Ni hablar del peluquín
Paco Rabal pasó de sufrir brutalmente por su calvicie, que le llevó a ponerse un peluquín muy delator, a reírse de ella sin rubor. Lo cuenta Jesús García de Dueñas en «Ronda del Gijón», de Marcos
Paco Rabal pasó de sufrir brutalmente por su calvicie, que le llevó a ponerse un peluquín muy delator, a reírse de ella sin rubor. Lo cuenta Jesús García de Dueñas en «Ronda del Gijón», de Marcos Ordóñez: uno de sus chistes favoritos era «entrar en los sitios y saludar quitándoselo como quien se quita un sombrero». No es extraño que Paco Rabal sufriera por su pérdida de pelo, porque buena parte de los hombres sufre cuando su cabeza se pela.

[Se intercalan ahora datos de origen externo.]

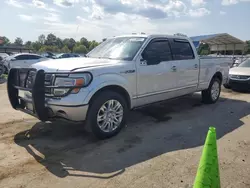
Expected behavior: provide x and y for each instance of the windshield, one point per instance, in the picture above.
(245, 63)
(122, 48)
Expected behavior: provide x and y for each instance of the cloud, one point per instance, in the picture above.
(147, 10)
(27, 18)
(199, 12)
(222, 13)
(197, 3)
(15, 3)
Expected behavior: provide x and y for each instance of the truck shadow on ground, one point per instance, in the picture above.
(68, 150)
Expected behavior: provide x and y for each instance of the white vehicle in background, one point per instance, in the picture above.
(22, 60)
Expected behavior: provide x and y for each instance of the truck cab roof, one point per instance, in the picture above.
(153, 36)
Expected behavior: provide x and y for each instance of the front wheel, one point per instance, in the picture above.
(226, 86)
(107, 114)
(212, 94)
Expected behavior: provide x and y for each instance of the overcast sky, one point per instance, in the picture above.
(98, 19)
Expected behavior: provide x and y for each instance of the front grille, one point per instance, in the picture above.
(241, 77)
(48, 82)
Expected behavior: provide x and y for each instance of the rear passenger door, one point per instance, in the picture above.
(187, 66)
(31, 59)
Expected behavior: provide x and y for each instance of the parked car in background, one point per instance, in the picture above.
(67, 55)
(239, 77)
(23, 60)
(2, 57)
(49, 55)
(120, 74)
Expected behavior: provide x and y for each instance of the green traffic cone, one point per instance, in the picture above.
(208, 172)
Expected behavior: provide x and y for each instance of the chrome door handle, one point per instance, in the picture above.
(143, 62)
(174, 68)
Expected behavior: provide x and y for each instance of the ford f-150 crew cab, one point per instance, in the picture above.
(120, 74)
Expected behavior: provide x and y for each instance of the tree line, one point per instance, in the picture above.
(204, 49)
(52, 43)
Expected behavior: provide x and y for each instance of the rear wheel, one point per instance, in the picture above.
(107, 114)
(212, 94)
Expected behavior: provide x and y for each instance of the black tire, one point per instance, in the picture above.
(207, 94)
(226, 86)
(96, 104)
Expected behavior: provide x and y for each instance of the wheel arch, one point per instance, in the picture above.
(218, 75)
(115, 88)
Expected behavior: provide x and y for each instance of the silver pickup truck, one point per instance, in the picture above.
(122, 73)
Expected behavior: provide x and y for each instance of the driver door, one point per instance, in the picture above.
(156, 73)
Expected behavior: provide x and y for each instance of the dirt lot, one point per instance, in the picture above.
(160, 147)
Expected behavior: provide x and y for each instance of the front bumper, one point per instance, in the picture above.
(239, 84)
(33, 101)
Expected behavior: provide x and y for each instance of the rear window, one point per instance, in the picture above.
(182, 50)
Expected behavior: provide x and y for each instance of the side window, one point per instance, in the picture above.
(156, 52)
(32, 57)
(20, 57)
(182, 50)
(65, 55)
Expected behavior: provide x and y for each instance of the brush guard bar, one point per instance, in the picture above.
(17, 80)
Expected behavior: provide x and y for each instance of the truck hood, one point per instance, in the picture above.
(240, 71)
(69, 64)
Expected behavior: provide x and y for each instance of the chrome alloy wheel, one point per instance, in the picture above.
(110, 115)
(215, 90)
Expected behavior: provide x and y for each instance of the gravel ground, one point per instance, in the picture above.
(160, 147)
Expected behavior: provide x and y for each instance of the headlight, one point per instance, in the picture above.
(67, 83)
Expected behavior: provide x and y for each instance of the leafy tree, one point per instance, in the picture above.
(65, 49)
(59, 43)
(36, 45)
(81, 49)
(247, 49)
(18, 41)
(5, 41)
(203, 49)
(46, 48)
(50, 40)
(42, 39)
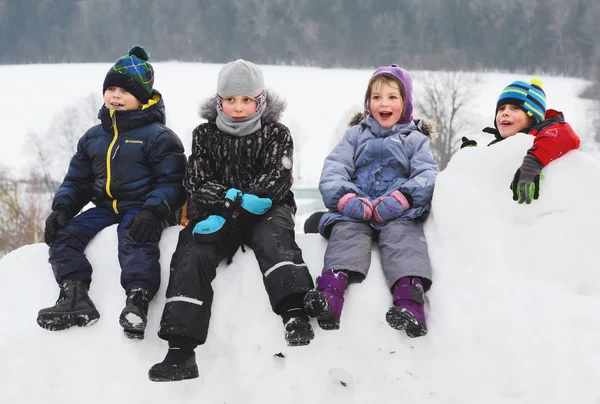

Remedios para disimular la calvicie ha habido desde los egipcios, y se han ido progresivamente tecnificando, sin llegar a perder del todo su aire postizo y cutre.
Como calvo, y calvo orgulloso, siento cierta vergüenza, edulcorada con un inmediato punto de ternura, cuando veo hombres con peinados «cortinilla», hombres con bisoñés, apliques que tienen una tendencia chusca a desplazarse hacia los ojos, hombres con implantes capilares u hombres que se han aplicado tinte en spray en sus zonas claras. Sin duda, tienen bien domados los espejos de su casa.
No es raro que los calvos intenten disimular su calvicie. Una buena cabellera sigue siendo una buena garantía de éxito social, y así lo cuenta Malcolm Gladwell en su interesante ensayo «Inteligencia intuitiva». Es ese éxito el que hace que actores como Nicholas Cage tengan que trabajar mucho más con los pelos que con la interpretación.
Recientemente, los calvos sin complejos, liberados de la tiranía capilar, hemos dado un paso al frente con las cabezas despejadas y hemos conseguido que nuestras calvas, y ahora no estoy hablando precisamente de la mía, empiecen a resultar atractivas, sexies, interesantes.